The sale of existing homes declined for the second straight month in October, hitting the lowest level since June, although tight inventories continue to hold prices at high levels, according to a report Wednesday from the National Association of Realtors.

Total existing home sales, which are comprised of completed transactions for single-family homes, townhouses, condominiums and co-ops, fell 3.2 percent to a seasonally adjusted 5.12 million annual rate. Economists expected a 5.14 million pace. In September, the rate stood at 5.29 million homes.  Year-over-year, existing home sales were up 6 percent in October, marking the 28th consecutive month of gains compared to the year prior month.

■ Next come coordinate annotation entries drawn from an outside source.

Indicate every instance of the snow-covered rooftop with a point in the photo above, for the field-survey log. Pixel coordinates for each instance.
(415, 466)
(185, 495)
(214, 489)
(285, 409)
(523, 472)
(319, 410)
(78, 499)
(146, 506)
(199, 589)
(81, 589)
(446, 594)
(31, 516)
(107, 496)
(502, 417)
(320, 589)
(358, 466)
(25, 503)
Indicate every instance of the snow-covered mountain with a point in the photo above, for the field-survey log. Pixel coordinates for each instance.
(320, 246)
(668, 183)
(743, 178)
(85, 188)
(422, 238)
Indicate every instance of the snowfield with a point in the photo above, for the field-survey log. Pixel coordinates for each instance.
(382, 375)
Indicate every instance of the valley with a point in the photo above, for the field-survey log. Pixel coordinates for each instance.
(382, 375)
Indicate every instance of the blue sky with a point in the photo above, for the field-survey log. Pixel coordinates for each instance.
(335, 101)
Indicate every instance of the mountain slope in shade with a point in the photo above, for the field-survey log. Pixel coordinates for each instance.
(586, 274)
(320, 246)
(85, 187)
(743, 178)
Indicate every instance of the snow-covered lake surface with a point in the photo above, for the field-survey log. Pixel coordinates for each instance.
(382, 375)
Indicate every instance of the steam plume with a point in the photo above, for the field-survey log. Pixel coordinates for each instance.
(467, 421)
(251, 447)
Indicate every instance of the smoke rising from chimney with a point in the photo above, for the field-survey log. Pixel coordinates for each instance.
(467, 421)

Sales were buoyed by condominium and co-op sales during October, which rose 3.3 percent to an annual rate of 610,000.  Sales of single-family homes, the largest component of existing home sales, fell by 4.1 percent to a seasonally adjusted rate of 4.49 million units from 4.68 million in September.

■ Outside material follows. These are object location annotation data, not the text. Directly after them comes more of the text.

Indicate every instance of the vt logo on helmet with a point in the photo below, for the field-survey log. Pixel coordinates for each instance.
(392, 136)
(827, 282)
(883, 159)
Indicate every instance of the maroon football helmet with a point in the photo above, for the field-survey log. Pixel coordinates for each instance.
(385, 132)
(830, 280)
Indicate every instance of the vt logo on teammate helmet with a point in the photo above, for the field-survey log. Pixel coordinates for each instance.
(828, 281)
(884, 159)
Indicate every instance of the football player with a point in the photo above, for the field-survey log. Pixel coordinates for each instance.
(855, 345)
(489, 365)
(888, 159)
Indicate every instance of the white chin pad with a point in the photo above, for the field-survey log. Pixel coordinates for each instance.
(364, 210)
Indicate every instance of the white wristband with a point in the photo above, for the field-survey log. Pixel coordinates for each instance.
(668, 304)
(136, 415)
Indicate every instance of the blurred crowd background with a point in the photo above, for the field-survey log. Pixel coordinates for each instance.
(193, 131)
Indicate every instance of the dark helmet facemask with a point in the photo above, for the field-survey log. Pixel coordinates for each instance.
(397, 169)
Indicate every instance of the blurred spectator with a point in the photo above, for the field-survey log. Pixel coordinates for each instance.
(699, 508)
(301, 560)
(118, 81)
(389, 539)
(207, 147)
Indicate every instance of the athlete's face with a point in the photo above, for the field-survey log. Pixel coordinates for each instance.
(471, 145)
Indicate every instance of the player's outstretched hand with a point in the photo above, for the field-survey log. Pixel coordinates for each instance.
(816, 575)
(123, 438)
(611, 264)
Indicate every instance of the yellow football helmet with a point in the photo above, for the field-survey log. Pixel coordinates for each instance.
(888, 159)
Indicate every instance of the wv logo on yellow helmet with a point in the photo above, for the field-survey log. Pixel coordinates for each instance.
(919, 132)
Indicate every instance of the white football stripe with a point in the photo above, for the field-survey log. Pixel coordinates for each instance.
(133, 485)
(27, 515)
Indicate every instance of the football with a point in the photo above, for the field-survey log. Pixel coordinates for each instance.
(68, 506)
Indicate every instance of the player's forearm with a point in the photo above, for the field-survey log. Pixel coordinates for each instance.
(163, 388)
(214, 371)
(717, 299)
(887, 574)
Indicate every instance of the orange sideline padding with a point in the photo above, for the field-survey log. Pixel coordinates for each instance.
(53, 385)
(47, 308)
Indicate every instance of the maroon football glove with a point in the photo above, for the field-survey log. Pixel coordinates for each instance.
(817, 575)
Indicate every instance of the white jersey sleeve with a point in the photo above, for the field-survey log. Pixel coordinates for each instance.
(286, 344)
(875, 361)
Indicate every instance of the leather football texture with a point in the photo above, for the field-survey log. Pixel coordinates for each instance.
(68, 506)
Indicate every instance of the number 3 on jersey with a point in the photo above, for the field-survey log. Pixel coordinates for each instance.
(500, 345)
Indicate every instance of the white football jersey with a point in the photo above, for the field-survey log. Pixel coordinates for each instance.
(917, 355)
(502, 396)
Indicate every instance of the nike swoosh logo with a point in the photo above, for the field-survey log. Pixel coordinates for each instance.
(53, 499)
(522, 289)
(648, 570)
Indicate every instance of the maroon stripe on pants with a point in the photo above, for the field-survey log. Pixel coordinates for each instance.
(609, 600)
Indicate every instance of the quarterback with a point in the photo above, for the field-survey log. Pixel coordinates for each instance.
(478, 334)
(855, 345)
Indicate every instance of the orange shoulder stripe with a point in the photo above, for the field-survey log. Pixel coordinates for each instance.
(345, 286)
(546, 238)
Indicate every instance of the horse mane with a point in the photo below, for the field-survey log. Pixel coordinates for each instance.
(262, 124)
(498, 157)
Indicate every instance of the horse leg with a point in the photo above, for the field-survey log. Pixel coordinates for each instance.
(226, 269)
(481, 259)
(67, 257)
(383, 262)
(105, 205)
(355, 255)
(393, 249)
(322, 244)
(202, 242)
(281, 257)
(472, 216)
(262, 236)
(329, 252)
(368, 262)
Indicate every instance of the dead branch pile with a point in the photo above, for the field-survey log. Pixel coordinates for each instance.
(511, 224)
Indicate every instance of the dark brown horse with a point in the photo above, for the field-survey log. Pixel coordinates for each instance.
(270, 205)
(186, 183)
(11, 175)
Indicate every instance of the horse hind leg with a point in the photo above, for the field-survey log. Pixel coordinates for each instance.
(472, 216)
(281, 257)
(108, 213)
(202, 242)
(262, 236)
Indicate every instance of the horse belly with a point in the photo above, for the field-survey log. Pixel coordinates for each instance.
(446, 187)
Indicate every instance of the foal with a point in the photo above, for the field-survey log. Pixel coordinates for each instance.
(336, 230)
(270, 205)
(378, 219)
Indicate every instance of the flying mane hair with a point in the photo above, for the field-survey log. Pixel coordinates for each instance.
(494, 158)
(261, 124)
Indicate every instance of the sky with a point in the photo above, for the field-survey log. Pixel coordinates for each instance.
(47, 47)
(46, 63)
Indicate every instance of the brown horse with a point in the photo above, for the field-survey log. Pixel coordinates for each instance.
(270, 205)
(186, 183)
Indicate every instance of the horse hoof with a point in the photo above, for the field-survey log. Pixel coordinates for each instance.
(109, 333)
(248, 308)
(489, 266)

The national median price for completed contracts was $199,500 in October, unchanged from September and 12.8 percent higher than October 2012. It was the 11th straight month of double-digit price increases year-over-year.

Sales of distressed homes, comprised of foreclosures and short sales, accounted for 14 percent of all October sales, down from 25 percent in October last year. Foreclosures were sold at an average 17 percent discount below market value, while short sales went at a 14-percent discount.

“The erosion in buying power is dampening home sales. Moreover, low inventory is holding back sales while at the same time pushing up home prices in most of the country. More new home construction is needed to help relieve the inventory pressure and moderate price gains,” said NAR chief economist Lawrence Yun in a statement today.

Total housing inventory at the end of October as compared to September 30, dropped 1.8 percent to 2.13 million existing homes available for sale, representing a 5.0-month supply at the current rate of sales. At the end of September, there was a 4.9-month supply.

The average time a house was on the market before being sold was 54 days in October, up 4 days from September.  36 percent of all homes were sold in less than one month.  At the same time last year, the average time on the market for all homes was 71 days.

Steve Brown, president at NAR, said that banks are not helping matters with their tight rein on lending, denying qualified buyers loans.  “The risk-averse nature of lending also is impacting small builders who are unable to get construction loans, even when they see strong local demand. We simply have to reverse the pendulum swing back toward the middle to give more creditworthy borrowers access to safe and sound financing,” Brown said.

Brown echoes the sentiment of concern that the political wrangling in Washington is keeping banks on edge.  Further caution stems from the Federal Reserve and when the central bank is going raise its key interest rate and start slowing its monthly purchases of bonds, known as QE3, which has been largely attributable to the constant rise in the stock market in 2013.

Wall Street isn’t paying much attention to the less-than-expected housing report.  The Dow is ahead 14 points, the S&P 500 is up 4 points and the Nasdaq has climbed 14 points in morning action.